Note that this still assumes that root has access to the user ~/.Xauthority file (or the one defined as $XAUTHORITY).
The only added security it does is to restrict the xauth key to the current DISPLAY.
On 6/8/25 1:28 AM, Patrick Dupre via users wrote:
Thank for the feedback. I did not try because Todd gave an easier option. However, I also have an issue with gnome-terminal For example,it does not "wrok" between 2 fedora machines. /usr/bin/gnome-terminal does not open a new terminal (not complain either)
It probably does open a new terminal but on the real display. Gnome terminal uses a central process to spawn windows from and probably communicates via dbus.
It looks like ptyxis (the replacement for gnome-terminal) supports multiple sessions. Try running "ptyxis -s" instead.
Subject: Re: gparted
On 6/8/25 1:28 AM, Patrick Dupre via users wrote:
Thank for the feedback. I did not try because Todd gave an easier option. However, I also have an issue with gnome-terminal For example,it does not "wrok" between 2 fedora machines. /usr/bin/gnome-terminal does not open a new terminal (not complain either)

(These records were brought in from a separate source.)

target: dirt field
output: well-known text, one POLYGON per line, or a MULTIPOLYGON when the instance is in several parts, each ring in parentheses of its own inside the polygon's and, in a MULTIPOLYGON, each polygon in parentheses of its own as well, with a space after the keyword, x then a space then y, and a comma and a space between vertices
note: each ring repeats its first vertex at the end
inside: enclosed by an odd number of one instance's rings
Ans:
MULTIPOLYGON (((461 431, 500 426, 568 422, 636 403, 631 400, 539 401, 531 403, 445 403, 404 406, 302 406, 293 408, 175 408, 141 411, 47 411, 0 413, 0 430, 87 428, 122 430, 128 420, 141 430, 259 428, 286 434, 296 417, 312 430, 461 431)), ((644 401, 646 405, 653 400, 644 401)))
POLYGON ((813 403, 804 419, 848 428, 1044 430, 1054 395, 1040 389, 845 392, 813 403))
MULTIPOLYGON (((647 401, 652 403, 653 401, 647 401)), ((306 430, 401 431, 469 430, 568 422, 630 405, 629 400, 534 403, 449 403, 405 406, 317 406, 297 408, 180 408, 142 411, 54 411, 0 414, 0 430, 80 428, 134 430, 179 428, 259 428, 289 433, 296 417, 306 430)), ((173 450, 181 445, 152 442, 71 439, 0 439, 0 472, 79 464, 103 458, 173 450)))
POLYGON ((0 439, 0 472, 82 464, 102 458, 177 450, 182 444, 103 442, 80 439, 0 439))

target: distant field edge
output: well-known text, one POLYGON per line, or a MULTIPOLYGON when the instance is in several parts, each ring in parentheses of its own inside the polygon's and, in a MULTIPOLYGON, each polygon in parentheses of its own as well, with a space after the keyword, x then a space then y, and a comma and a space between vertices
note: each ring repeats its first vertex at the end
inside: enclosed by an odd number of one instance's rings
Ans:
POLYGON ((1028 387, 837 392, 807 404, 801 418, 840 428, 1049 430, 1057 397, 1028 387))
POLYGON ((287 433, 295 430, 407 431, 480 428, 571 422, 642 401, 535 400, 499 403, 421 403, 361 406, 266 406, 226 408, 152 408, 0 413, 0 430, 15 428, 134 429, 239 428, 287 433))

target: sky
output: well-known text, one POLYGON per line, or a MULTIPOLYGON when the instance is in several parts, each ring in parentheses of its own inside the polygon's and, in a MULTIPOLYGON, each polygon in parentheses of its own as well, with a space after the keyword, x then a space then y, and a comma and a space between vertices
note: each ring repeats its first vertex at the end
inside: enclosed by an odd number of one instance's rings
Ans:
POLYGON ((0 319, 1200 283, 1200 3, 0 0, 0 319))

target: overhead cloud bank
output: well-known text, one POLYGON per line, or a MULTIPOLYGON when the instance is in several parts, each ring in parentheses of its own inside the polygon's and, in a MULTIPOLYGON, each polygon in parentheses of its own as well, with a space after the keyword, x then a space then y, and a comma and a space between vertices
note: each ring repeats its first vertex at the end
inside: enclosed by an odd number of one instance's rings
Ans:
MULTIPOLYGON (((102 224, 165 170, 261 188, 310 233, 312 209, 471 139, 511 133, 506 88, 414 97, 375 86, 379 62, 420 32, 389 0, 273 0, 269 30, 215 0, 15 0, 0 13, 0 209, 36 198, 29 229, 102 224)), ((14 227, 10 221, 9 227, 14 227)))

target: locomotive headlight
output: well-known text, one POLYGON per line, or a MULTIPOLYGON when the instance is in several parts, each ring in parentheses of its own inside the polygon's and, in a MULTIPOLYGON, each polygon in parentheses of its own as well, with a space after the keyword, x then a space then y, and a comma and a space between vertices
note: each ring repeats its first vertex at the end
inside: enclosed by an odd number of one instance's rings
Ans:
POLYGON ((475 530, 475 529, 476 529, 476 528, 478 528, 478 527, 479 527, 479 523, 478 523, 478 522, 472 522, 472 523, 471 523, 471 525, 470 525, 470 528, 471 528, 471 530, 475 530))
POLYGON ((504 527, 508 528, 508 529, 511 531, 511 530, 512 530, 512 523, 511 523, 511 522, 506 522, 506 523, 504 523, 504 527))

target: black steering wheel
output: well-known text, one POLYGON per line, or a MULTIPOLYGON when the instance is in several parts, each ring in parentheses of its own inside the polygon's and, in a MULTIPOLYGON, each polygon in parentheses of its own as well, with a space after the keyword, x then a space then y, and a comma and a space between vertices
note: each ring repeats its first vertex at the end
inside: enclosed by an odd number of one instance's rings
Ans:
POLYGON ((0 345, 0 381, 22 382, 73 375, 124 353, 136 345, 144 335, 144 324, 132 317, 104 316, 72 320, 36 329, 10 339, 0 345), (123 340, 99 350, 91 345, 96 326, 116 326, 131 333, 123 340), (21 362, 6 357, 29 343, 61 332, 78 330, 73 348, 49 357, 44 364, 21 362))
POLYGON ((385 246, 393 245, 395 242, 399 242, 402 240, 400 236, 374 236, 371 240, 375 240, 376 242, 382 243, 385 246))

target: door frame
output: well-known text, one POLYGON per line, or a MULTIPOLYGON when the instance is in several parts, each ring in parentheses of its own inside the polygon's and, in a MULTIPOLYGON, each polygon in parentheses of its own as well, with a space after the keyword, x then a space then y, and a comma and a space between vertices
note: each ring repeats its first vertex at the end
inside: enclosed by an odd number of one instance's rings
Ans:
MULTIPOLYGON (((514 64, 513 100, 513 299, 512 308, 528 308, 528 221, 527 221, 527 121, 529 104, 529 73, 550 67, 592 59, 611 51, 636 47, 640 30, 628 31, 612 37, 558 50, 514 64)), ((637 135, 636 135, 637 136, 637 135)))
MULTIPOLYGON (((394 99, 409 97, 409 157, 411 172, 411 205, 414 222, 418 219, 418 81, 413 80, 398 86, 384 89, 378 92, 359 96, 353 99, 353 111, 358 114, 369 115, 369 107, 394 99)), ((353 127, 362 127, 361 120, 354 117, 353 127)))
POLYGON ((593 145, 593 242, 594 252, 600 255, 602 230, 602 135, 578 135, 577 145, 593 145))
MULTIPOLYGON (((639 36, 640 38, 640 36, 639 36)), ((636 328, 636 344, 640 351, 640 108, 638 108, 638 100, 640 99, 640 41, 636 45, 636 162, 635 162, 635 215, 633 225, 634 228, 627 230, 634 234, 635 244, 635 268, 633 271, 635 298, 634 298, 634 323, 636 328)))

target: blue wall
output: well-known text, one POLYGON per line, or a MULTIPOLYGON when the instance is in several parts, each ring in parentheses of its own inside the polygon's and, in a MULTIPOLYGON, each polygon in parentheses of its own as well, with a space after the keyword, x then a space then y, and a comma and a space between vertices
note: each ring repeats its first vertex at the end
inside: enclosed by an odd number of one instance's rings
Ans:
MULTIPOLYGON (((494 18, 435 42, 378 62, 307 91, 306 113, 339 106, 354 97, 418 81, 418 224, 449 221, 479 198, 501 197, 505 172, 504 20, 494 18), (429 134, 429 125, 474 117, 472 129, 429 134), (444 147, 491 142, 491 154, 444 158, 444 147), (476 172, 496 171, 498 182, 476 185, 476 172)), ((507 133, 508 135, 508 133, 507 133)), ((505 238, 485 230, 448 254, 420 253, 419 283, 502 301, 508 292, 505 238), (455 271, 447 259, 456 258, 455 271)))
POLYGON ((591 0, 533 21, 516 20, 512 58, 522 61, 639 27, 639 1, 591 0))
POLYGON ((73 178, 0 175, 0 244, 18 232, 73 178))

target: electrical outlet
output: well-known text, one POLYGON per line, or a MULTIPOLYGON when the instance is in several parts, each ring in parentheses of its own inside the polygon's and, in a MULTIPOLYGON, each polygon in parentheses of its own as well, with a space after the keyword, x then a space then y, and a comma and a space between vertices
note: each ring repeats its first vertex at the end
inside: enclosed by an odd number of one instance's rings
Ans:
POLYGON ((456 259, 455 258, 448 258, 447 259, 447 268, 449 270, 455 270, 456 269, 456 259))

It probably does open a new terminal but on the real display. Gnome terminal uses a central process to spawn windows from and probably communicates via dbus.
It looks like ptyxis (the replacement for gnome-terminal) supports multiple sessions. Try running "ptyxis -s" instead.
ptyxis -s ptyxis: symbol lookup error: ptyxis: undefined symbol: vte_terminal_get_current_container_runtime
On 6/8/25 2:36 PM, Patrick Dupre via users wrote:
Subject: Re: gparted
On 6/8/25 1:28 AM, Patrick Dupre via users wrote:
Thank for the feedback. I did not try because Todd gave an easier option. However, I also have an issue with gnome-terminal For example,it does not "wrok" between 2 fedora machines. /usr/bin/gnome-terminal does not open a new terminal (not complain either)
It probably does open a new terminal but on the real display. Gnome terminal uses a central process to spawn windows from and probably communicates via dbus.
It looks like ptyxis (the replacement for gnome-terminal) supports multiple sessions. Try running "ptyxis -s" instead.
ptyxis -s ptyxis: symbol lookup error: ptyxis: undefined symbol: vte_terminal_get_current_container_runtime
Are you still running F40? This seems to be an issue on that release and of course it will never get fixed now.